Bases: ChunkletError

Raised when a callback function provided to chunker or splitter fails during execution.

CustomSplitterRegistry

Methods:

  • clear

    Clears all registered splitters from the registry.

  • is_registered

    Check if a splitter is registered for the given language.

  • register

    Register a splitter callback for one or more languages.

  • split

    Processes a text using a splitter registered for the given language.

  • unregister

    Remove splitter(s) from the registry.

Attributes:

  • splitters

    Returns a shallow copy of the dictionary of registered splitters.

splitters property

splitters

Returns a shallow copy of the dictionary of registered splitters.

This prevents external modification of the internal registry state.

clear

clear() -> None

Clears all registered splitters from the registry.

Source code in src/chunklet/sentence_splitter/registry.py
def clear(self) -> None:
    """
    Clears all registered splitters from the registry.
    """
    self._splitters.clear()

is_registered

is_registered(lang: str) -> bool

Check if a splitter is registered for the given language.

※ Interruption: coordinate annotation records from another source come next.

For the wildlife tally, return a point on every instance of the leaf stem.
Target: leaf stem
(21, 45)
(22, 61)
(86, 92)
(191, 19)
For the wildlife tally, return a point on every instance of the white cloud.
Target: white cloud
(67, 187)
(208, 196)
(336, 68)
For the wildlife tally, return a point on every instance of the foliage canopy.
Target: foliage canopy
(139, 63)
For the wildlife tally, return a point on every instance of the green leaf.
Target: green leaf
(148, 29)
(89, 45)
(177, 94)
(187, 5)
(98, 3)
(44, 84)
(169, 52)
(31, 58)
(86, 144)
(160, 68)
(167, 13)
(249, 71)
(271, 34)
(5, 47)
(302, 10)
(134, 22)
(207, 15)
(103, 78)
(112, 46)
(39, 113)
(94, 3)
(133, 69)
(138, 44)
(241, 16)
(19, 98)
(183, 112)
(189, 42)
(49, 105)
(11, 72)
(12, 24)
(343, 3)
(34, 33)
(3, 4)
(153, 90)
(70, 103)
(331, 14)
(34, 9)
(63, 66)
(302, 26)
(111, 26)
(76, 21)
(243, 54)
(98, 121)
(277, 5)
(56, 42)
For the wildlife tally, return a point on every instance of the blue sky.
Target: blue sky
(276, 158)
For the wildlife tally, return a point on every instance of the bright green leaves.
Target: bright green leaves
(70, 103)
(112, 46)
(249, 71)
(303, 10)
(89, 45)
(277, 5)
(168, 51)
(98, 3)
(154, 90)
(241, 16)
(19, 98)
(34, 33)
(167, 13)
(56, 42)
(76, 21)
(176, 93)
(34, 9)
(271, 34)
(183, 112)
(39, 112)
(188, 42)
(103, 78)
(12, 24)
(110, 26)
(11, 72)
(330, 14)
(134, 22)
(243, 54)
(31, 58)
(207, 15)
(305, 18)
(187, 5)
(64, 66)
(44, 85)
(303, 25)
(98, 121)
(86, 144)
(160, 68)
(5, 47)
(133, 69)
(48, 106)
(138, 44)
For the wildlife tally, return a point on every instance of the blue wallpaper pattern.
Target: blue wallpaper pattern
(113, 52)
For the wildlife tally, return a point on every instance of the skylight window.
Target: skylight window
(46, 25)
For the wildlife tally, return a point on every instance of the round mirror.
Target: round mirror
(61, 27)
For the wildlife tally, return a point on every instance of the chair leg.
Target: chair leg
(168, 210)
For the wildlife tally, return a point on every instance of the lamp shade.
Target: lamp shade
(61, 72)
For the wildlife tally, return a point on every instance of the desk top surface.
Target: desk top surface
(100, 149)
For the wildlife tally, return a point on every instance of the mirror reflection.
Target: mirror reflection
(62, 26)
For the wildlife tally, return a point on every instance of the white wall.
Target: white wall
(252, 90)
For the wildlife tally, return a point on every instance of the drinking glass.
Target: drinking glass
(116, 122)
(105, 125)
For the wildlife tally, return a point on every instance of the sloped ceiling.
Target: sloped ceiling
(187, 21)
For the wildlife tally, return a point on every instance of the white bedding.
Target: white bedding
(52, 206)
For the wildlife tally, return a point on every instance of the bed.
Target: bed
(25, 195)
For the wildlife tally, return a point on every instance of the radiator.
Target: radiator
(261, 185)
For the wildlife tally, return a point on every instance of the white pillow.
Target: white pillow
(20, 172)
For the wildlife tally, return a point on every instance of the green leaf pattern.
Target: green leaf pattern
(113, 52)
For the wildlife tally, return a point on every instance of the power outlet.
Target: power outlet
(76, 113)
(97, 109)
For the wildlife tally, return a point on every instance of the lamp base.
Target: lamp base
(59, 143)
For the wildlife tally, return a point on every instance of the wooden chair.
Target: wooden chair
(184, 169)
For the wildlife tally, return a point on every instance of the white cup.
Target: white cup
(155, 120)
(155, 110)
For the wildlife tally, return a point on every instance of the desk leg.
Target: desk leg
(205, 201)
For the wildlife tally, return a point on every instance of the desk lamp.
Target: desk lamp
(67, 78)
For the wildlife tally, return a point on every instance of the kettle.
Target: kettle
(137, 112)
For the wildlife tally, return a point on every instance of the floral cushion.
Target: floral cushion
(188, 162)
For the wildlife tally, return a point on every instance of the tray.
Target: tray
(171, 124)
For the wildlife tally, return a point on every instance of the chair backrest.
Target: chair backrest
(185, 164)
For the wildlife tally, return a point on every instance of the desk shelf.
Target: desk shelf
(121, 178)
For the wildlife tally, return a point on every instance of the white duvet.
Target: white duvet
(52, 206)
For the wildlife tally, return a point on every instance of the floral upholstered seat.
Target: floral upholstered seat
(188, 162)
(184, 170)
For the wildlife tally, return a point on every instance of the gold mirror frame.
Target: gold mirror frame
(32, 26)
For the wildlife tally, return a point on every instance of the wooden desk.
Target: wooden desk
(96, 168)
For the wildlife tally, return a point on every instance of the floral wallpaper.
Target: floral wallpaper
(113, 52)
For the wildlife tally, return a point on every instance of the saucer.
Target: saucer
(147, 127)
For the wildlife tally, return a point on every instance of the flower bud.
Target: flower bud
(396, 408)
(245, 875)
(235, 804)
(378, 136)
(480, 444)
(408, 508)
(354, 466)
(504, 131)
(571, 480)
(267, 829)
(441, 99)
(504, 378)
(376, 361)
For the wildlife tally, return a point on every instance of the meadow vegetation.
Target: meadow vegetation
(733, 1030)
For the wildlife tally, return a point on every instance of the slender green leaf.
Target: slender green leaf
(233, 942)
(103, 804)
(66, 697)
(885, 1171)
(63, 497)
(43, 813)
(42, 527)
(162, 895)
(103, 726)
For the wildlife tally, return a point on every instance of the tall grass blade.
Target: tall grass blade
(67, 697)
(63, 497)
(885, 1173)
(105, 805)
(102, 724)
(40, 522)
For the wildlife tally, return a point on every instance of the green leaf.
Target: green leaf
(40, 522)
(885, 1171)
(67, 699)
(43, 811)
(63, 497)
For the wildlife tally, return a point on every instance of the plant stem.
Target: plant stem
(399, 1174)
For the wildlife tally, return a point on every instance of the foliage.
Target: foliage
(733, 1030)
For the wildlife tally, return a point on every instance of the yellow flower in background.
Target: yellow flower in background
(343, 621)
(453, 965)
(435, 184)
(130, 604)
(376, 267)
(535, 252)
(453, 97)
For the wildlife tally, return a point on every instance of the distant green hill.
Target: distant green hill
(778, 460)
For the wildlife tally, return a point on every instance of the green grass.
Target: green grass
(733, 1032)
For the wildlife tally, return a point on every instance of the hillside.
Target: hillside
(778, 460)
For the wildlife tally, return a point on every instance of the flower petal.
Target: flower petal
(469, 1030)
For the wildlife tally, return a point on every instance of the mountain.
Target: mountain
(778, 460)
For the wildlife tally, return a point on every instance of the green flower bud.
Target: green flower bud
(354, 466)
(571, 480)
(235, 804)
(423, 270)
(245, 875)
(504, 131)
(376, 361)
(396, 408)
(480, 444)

Source code in src/chunklet/sentence_splitter/registry.py
@validate_input
def is_registered(self, lang: str) -> bool:
    """
    Check if a splitter is registered for the given language.
    """
    return lang in self._splitters

register

register(*args: Any, name: str | None = None)

Register a splitter callback for one or more languages.

This method can be used in two ways: 1. As a decorator: @registry.register("en", "fr", name="my_splitter") def my_splitter(text): ...

  1. As a direct function call: registry.register(my_splitter, "en", "fr", name="my_splitter")

Parameters:

  • *args

    (Any, default: () ) –

    The arguments, which can be either (lang1, lang2, ...) for a decorator or (callback, lang1, lang2, ...) for a direct call.

  • name

    (str, default: None ) –

    The name of the splitter. If None, attempts to use the callback's name.

Source code in src/chunklet/sentence_splitter/registry.py
def register(self, *args: Any, name: str | None = None):
    """
    Register a splitter callback for one or more languages.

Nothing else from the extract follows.